The areas involved are vast:
- Brazil’s total area of forest – 5.3 million square kilometres
- Brazil’s area of protected forest – 1.7 million square kilometres
- Area deforested in 2009 and 2010 – 7,000 square kilometres
- Area deforested in 2004 – 26,000 square kilometres
But while deforestation rates have fallen in recent years, they appear to be increasing again. Between August 2010 and April 2011 deforestation rose by 27% compared to the same period a year earlier. Particularly worrying are the figures from the last two months. In March and April 2001, nearly 593 square kilometres of forest were cleared, an increase of 470 per cent compared to the same two months last year. The vast majority of the clearing is taking place in Mato Grosso state where vast areas of forest have been cleared for soy plantations. Since 1990, the number of cattle in the Amazon has increased from 25 million to 70 million, while the area of soy plantations has increased from 16,000 square kilometres to 60,000 square kilometres.

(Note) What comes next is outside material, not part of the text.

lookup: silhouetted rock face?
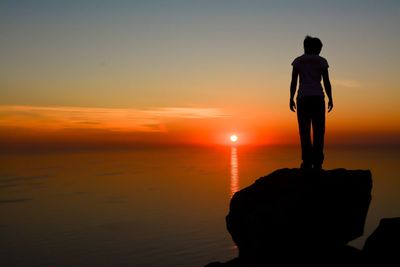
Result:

Deforestation in Brazil varies from month to month. It usually peaks in the dry season, between July and October. Accelerating deforestation in April, during the rainy season is unusual. Even more worrying is that the rate of forest degradation in Mato Grosso reached 1,755 square kilometres in April 2011. A year ago, the figure was only 13 square kilometres.
While the government announced that hundreds of environmental protection officers would be deployed to prevent the forest destruction, that fails to address the causes of the acceleration, such as the government-level discussion about weakening the forest code coupled with high commodity prices.
Avaaz launched an online petition on 24 May 2011 aimed at preventing the weakening of the forest code. Already, more than 115,000 people have signed the petition.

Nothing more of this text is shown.